Not all systems conform to C99, and not all categories are available on all systems. For instance, mingw and perhaps mswin don't have LC_MESSAGES.
> > And it feels too redundant. I guess Locale.ctype = '' would be easy.
> Sure yours is better. Mine didn't consider fact that some of constants > may have different values on different systems.
Of course, otherwise why they need the macros?
> If it is was to be included into standard library I'd leave > Locale::setlocale method as well, as you may combine types there and > also check returned value, where nil means failed association and String > on successful one, where documentation doesn't explicitly say that > returned string is exactly the one that was passed. So with simple > Locale::ctype= we may miss some important feedback.
You mean setters should raise an exception on error?

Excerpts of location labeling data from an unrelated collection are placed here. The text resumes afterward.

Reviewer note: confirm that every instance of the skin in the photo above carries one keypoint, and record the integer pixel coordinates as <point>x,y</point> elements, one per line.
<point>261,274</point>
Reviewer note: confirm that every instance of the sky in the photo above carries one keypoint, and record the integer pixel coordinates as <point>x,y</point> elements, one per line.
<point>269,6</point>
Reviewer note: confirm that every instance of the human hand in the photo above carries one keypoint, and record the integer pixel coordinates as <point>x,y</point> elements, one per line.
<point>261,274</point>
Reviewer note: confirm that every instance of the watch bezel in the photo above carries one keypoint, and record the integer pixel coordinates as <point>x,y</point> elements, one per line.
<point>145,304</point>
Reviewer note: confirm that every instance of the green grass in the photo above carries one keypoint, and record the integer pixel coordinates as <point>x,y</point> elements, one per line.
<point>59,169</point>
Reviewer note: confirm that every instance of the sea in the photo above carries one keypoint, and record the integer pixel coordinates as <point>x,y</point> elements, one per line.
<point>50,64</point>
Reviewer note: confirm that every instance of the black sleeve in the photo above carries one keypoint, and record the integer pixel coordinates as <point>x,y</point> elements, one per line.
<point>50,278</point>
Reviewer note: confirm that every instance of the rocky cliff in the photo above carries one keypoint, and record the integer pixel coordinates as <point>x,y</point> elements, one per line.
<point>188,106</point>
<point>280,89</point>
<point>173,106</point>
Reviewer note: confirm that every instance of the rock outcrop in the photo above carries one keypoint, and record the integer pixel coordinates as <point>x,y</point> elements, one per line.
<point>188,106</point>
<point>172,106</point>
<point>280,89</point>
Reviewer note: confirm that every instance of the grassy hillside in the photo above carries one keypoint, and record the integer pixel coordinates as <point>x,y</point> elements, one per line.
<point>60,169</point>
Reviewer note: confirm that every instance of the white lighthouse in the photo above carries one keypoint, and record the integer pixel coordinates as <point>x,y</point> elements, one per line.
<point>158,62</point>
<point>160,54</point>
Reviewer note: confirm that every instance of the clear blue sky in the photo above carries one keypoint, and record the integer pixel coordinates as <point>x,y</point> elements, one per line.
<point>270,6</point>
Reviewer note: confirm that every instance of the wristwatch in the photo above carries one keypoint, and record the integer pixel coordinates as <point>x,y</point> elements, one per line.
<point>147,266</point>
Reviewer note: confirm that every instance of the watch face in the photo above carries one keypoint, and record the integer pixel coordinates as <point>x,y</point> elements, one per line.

#include <locale.h> #include "ruby.h"
static VALUE rb_setlocale(int category, const char *locale) { char *r = setlocale(category, locale); if (!r) rb_raise(rb_eRuntimeError, "setlocale"); return rb_str_new2(r);
}
static inline VALUE locale_set(int category, VALUE locale) { return rb_setlocale(category, StringValueCStr(locale));
}
static inline VALUE locale_get(int category) { return rb_setlocale(category, NULL);
}
#define funcs(n, c) \ static VALUE rb_getlocale_##n(VALUE self) {return locale_get(c);} \ static VALUE rb_setlocale_##n(VALUE self, VALUE val) {return locale_set(c, val);} \ /* end of funcs */
foreach_categories(funcs)
void Init_locale(void) { VALUE locale = rb_define_module("Locale"); #define methods(n, c) \ rb_define_singleton_method(locale, #n, rb_getlocale_##n, 0); \ rb_define_singleton_method(locale, #n"=", rb_setlocale_##n, 1); \ /* end of methods */
Nobuyoshi Nakada wrote: > It affects library functions, such as printf(), and can cause > problems.
Of course, but FileUtils.rm_rf '/' can do harm as well, but it is still included in Ruby. So I don't really get why I can't hook into setlocale with Ruby? This function is present at every recent OS, and accessible for every C, C++, Perl or Python programmer. Sure I know it does change way printf works and so on, but Ruby is for sober developers, isn't it? If setlocale causes trouble for someone, my answer is "don't use it", but not "prohibit it".
>> we call POSIX setlocale, which isn't present in Ruby API.
> You can't rely on it if you want write portable script.
I don't care. ascii//translit//IGNORE is present at Linux and Mac OSX, and maybe many others, it is enough for me. Kernel#fork AFAIK doesn't work on Windows, but would you tell me not to use it because my script won't be portable?
> Not all systems conform to C99, and not all categories are > available on all systems. For instance, mingw and perhaps > mswin don't have LC_MESSAGES.
Right. It is just checking for <locale.h> existence is a bit paranoiac for me :), but it's just my point of view.
>> Sure yours is better. Mine didn't consider fact that some of constants >> may have different values on different systems.
> Of course, otherwise why they need the macros?
:)
> You mean setters should raise an exception on error?
IMHO yes they should if setlocale returns NULL.
Anyway it is pretty too much for someone who wants just call:
setlocale LC_CTYPE, ''
But if we want to get a real interface for setlocale, yours is the perfect one to have it included in official stdlib.